Sunday 19 October 2014

Another Group Of Cambrian Oddballs Take Their Place In The Tree Of Life

The rather alien vetulicolians
The phyla we see around us today, from the arthropods to the chordates, from the echinoderms to the cnidarians, represent a reduced number of the great groups of animals which once inhabited the Earth. Diagrams and dioramas of the Cambrian seas display an array of humble trilobites and hulking anomalocarids midst a scattering of sponges like Chancelloria.

Most modern phyla originated with the Cambrian Explosion. Yet alongside this, there evolved several who exist as enigmatic traces in the annals of the fossil record.
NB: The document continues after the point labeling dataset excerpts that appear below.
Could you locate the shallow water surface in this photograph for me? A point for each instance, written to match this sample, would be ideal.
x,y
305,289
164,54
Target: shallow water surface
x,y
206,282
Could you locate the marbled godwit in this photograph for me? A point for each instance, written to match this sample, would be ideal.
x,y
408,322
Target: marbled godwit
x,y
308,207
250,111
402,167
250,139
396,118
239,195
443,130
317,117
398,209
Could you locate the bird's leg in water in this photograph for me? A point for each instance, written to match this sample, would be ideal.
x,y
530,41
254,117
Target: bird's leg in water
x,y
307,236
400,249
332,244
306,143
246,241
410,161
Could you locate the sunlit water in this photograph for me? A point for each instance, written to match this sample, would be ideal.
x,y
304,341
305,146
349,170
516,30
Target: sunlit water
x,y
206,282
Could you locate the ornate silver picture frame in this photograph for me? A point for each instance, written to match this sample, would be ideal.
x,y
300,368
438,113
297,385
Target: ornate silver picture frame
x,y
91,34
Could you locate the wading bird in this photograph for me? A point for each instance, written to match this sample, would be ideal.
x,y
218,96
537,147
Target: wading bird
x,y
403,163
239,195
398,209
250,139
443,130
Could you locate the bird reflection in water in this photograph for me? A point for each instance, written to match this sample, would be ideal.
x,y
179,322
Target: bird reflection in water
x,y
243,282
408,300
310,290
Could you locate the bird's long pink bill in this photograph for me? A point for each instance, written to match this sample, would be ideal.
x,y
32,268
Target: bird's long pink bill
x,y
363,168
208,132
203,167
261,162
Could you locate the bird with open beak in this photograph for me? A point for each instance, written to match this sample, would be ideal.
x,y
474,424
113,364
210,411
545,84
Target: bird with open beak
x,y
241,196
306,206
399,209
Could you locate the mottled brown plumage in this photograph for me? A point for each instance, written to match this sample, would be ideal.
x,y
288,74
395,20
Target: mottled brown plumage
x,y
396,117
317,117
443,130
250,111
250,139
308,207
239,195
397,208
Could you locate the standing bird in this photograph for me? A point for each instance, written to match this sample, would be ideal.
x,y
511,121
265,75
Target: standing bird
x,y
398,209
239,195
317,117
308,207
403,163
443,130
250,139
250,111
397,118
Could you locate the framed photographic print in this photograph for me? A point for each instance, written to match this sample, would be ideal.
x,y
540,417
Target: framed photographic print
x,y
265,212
Here and there appear more unusual forms, such as the aptly named Hallucigenia or the spine covered, gumdrop-shaped Wiwaxia. Many of these Cambrian oddities constitute phyla which no longer exist, branches on the tree of life which have been severely pruned. The creation of these new phyla have come about as a result of intense scrutiny of the anatomical relationships of the Cambrian oddballs: the most recent group to have been given a firm classification are the immensely alien vetulicolians.

The new vetulicolian fossils from kangaroo Island
'Although not directly related to humans in the evolutionary line, we can confirm that these ancient water creatures are among our distant cousins,' said Dr Diego Garcia-Bellido, ARC Future Fellow with the University's Environment Institute.

'They are close relatives of vertebrates, animals with backbones, such as ourselves. Vetulicolians have a long tail supported by a stiff rod. This rod resembles a notochord, which is the precursor of the backbone and is unique to vertebrates and their relatives.' The identification of the vetulicolians as near vertebrate relatives has been the result of new fossil evidence from Kangaroo Island, Australia.

A phylogram showing the evolutionary placement of the
vetulicolians within the animal kingdom
While the first specimens were discovered in 1911, it was only in 1997 that they were given the name vetulicolian. Fossils from the group, however, were rather indistinct, displaying little detail of their internal anatomy. The new Australian fossils, specifically of a previously unknown species now named Nesonektris, displayed details of a primitive notochord.

Further features suggest that they were filter feeders and while filter feeders are sometimes considered second class citizens compared to the highly motile hunters of the Cambrian - mere relics of the strange world of the Ediacara biota - they were immensely successful, with a global distribution and sizable communities.

The vetulicolians are testament to the degree of evolutionary innovation and diversification brought about by the Cambrian Explosion. It is all very well trying to reconstruct the ecosystems formed by ancient members of existing phyla, but the resulting picture is incomplete without the addition of the phyla which have been lost to time and whose existence is confirmed in the geological record only. Yet these enigmatic groups enrich the puzzle.